Australians have seen a huge increase in telehealth consults since the outbreak of COVID-19 after University of Queensland researchers crunched the numbers from Medicare.
In total, 1.1 million telehealth consultations were delivered in March with more than 56,000 mental health services given by phone or video conference.
The launch of reporting Medicare’s telehealth activity provides information on how people use Medicare-funded telehealth appointments to access general practice, allied health, psychiatry and nursing consults.
Director said researchers have turned raw Medicare data into easy-to-understand information for busy health professionals, the general public, government, health service researchers and health insurance agencies.
The new webpage includes graphs and infographics to distinguish between usual in-person consultations and appointments conducted via video or telephone.
“This data will improve our understanding of how telehealth is adopted around the country, particularly during health crises,” Professor Smith said.
“The current pandemic has accelerated the use of telehealth in Australia and the world.
“Telehealth has demonstrated that certain services can be easily dealt with by telephone or videoconference.”

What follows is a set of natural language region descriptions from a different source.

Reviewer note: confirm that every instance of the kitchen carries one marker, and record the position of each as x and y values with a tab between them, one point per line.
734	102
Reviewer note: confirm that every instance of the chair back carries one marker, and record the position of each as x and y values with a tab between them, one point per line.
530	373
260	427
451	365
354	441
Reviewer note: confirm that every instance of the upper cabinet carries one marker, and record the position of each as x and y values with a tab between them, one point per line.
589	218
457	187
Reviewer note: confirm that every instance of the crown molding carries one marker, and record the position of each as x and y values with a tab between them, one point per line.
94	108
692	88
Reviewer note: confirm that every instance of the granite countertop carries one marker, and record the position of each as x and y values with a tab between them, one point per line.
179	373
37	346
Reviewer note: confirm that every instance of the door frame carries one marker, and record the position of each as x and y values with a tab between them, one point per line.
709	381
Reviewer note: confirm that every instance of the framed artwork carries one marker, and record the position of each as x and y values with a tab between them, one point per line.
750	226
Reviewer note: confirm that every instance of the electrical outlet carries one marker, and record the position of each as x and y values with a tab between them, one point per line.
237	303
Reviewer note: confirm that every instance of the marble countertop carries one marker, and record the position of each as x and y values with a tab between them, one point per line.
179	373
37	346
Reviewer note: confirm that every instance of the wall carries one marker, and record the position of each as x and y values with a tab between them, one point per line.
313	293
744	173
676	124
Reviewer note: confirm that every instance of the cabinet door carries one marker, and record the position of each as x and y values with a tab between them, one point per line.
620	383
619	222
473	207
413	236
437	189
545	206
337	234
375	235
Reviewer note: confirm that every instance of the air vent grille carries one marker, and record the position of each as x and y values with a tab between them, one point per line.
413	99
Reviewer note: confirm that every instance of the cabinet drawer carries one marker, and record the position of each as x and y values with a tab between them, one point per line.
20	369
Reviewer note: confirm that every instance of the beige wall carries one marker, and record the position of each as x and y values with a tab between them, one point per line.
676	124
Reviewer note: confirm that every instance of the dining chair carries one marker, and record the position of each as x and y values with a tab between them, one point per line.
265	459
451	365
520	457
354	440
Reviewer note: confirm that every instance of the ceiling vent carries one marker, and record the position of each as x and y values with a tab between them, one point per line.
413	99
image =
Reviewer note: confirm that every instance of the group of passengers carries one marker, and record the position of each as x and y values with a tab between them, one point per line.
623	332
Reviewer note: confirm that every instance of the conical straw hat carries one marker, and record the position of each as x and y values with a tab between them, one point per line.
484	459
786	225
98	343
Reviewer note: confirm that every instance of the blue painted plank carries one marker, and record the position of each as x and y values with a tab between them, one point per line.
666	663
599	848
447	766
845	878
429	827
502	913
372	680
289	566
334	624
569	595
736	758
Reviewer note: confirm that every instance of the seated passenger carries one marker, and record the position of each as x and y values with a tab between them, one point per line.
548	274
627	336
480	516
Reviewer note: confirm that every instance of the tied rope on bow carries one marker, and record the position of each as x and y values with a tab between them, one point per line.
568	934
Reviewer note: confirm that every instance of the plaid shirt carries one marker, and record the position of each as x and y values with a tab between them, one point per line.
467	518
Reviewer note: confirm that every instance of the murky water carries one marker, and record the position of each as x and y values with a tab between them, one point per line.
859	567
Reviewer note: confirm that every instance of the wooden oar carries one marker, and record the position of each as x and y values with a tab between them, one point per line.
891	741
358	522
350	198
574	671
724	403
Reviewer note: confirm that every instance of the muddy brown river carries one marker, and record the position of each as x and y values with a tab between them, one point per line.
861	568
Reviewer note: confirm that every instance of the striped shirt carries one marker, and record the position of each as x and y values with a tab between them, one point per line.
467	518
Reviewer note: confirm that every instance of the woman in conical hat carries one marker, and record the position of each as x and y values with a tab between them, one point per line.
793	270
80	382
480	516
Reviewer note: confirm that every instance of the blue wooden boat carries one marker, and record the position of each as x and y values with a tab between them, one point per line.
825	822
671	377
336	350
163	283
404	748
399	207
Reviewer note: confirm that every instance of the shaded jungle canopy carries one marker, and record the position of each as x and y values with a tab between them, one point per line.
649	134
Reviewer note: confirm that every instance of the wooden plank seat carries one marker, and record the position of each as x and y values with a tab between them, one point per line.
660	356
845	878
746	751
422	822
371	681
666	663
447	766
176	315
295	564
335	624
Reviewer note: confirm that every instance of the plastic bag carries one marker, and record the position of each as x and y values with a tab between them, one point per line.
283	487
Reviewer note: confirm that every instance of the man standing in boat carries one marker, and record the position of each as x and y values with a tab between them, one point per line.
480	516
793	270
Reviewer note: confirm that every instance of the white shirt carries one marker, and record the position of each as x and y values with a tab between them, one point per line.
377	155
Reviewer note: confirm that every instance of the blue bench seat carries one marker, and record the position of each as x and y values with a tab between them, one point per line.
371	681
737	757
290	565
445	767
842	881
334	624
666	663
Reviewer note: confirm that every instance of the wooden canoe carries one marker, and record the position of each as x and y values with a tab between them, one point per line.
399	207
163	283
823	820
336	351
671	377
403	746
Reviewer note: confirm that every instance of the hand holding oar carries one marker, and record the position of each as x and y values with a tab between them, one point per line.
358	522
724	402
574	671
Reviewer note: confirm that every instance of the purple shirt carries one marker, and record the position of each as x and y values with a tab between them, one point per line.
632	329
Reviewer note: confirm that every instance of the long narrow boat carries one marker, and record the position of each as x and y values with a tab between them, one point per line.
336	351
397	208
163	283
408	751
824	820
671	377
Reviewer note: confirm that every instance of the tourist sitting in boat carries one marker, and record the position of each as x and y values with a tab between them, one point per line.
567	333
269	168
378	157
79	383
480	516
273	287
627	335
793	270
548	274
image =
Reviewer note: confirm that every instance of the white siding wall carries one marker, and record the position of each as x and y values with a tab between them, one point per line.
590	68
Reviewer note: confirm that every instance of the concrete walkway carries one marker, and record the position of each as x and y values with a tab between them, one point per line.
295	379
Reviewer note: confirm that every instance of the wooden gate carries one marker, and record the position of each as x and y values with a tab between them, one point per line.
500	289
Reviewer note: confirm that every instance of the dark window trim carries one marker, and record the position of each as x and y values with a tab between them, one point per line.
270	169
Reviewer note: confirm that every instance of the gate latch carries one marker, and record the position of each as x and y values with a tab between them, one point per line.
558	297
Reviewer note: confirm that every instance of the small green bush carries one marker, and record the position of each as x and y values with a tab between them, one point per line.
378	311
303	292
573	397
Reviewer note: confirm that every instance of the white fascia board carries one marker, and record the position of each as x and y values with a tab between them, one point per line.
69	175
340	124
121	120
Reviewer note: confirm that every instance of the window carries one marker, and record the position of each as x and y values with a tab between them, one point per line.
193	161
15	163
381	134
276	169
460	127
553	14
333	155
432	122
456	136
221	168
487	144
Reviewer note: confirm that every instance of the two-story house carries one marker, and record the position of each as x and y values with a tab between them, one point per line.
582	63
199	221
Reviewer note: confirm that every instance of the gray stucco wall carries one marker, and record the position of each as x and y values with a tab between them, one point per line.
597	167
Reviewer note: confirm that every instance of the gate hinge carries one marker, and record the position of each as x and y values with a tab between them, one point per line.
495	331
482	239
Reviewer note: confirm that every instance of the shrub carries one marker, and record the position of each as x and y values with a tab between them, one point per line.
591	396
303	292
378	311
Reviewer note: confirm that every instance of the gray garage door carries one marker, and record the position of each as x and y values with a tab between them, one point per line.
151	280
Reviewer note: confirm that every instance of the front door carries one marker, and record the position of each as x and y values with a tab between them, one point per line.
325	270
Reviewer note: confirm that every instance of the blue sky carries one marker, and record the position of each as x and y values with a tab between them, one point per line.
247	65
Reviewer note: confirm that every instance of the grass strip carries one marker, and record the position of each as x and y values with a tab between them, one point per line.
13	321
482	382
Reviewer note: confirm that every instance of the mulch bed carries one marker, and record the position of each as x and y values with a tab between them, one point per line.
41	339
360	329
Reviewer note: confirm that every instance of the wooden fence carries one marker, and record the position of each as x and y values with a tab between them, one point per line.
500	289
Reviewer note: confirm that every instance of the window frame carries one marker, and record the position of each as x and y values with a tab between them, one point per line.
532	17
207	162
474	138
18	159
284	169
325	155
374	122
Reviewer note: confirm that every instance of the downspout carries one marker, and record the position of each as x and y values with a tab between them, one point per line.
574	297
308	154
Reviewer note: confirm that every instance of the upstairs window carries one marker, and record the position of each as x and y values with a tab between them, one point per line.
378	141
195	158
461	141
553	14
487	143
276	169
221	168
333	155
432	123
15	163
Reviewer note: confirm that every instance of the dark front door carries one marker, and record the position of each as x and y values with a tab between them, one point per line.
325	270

Data shows there was a 10-fold increase in telehealth specialist consultations, rising from 16,000 to 161,000 in March.
Of those, 91 per cent of consultations were delivered by phone and the remainder in video consultations.
Professor Smith said telehealth is the way of the future because it provides convenient and timely access to health care.
“We can reach people who are unable to travel or live in remote areas, as well as triage cases to determine if a face-to-face appointment is required,” he said.
The webpage will enable Australia to plan for routine use of telehealth in our health system going forward.
“Our focus now is to ensure the right systems are in place for telehealth to become sustainable long-term in conjunction with in-person consultations,” Professor Smith said.